77 points klelatti | 1 comments | | HN request time: 0.214s | source
Show context
bee_rider ◴[] No.43669024[source]
For some reason (not sure why, maybe it was the discussion of portability and this fun NVIDIA not-quite-assembly language), this made me wonder: has anybody gotten really good at writing LLVM IIR? It seems fairly low level, and but also quite portable. And… I don’t know, I’m talking about a topic I don’t know much about, so I’m happy to be corrected here, but as a static-single-assignment language maybe it is… even more machine sympathetic than assembly? (I’m under the impression that writing really high performance assembly is really quite difficult, you have to keep a ton of instructions in flight at once, right?)
replies(3): >>43669297 #>>43669832 #>>43669930 #
1. raphlinus ◴[] No.43669832[source]
I read LLVM (or one of its many GPU-flavored variants) reasonably often, mostly to figure out where in the chain a shader miscompilation is happening.
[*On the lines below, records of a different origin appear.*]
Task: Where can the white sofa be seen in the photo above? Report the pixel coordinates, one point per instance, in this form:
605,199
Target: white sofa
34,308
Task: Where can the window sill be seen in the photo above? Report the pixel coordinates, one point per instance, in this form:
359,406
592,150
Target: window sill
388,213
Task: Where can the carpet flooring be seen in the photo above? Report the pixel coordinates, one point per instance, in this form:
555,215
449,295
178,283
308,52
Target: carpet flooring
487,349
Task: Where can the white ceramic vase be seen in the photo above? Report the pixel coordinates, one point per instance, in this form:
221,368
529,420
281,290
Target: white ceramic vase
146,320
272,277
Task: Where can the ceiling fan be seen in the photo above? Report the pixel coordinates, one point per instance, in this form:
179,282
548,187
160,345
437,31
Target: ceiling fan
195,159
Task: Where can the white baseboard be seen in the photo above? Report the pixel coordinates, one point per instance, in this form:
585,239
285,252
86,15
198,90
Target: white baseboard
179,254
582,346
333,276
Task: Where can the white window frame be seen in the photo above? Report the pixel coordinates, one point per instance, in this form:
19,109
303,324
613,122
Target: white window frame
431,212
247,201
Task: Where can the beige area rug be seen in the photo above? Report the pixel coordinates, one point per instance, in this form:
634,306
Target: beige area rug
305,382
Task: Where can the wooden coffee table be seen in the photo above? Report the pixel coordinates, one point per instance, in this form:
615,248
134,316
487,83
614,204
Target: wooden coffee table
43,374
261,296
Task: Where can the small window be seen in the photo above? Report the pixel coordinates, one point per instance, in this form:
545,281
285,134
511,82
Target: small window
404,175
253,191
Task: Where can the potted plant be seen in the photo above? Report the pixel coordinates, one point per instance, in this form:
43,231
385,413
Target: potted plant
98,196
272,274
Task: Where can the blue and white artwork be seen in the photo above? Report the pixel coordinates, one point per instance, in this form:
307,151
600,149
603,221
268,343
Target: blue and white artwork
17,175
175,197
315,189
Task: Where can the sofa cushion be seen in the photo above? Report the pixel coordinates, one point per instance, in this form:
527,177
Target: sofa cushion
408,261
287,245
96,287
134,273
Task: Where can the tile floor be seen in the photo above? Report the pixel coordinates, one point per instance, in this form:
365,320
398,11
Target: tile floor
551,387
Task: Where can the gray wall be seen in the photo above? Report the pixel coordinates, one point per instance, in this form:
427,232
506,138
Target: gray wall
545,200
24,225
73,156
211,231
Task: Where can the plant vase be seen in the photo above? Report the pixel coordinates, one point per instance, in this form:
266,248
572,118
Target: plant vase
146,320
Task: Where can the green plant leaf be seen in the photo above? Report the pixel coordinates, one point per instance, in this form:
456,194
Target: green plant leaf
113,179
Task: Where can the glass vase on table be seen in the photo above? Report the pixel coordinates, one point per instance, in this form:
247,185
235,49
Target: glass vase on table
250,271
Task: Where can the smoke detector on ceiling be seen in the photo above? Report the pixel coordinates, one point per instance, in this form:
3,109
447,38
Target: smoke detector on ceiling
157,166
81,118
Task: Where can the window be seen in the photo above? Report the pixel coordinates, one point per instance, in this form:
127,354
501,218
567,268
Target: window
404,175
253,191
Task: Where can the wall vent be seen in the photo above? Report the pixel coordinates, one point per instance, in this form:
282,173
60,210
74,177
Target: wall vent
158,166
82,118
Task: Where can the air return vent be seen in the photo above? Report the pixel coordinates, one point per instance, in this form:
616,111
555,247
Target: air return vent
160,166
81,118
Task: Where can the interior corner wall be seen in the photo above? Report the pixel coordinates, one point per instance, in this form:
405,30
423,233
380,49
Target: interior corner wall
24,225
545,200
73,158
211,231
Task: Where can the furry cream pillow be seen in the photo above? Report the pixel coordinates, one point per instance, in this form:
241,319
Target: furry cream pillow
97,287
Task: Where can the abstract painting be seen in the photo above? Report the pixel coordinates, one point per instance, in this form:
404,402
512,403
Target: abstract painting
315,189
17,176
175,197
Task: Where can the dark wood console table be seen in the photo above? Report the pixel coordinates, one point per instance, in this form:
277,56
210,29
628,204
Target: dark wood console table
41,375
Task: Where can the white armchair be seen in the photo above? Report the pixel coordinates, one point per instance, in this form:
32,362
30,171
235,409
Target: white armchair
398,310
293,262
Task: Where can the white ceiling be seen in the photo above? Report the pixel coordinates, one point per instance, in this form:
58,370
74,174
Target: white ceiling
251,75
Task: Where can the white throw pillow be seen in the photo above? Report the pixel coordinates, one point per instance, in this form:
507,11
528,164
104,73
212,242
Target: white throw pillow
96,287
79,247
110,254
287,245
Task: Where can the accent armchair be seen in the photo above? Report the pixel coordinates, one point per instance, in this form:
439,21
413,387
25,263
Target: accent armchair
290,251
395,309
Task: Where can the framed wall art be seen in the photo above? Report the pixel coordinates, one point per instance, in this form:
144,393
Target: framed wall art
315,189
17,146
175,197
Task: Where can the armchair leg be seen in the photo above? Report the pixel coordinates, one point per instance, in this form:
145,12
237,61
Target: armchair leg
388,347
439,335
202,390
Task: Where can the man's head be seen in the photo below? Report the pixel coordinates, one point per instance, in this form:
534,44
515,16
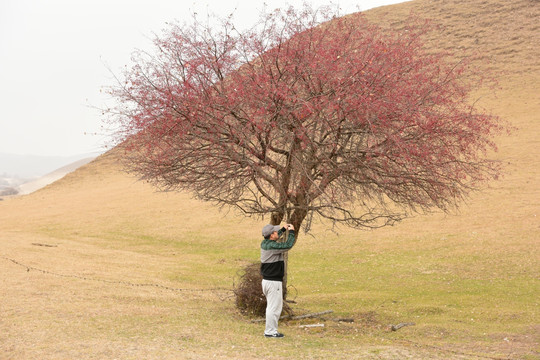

But I've never personally had to write it, and it's not easy for me to think of a use case where it would make a lot of sense. It's pretty unpleasant and fiddly, as you have to annotate all the types of the intermediate values and so on, and it doesn't have the main advantage of actual assembler: being able to reason about the performance of the code. That depends so much on the way it's compiled.

That said, I have several times wanted to reach for LLVM intrinsics. In Rust, these are mostly available through a nightly-only feature (in std::intrinsics). One thing that potentially unlocks is "unordered" memory semantics, which are intermediate between nonatomic and relaxed atomics, in that they allow much of the optimization of the former, while also not being UB if there's a data race. In a similar vein is the LLVM "freeze" operation, which makes read from uninitialized memory into a well-defined bit pattern. There's some discussion ([1] [2], for example) of adding those to Rust proper, but it's tricky.

[1]: https://internals.rust-lang.org/t/using-llvms-unordered-read...

[2]: https://internals.rust-lang.org/t/what-if-reading-uninit-ram...

But as another data point, for something I really want to do that's not yet expressible in Rust (fp16 SIMD operations), I would rather write NEON assembly language than LLVM IR. And I am quite certain I don't want to write any of the GPU variants by hand either.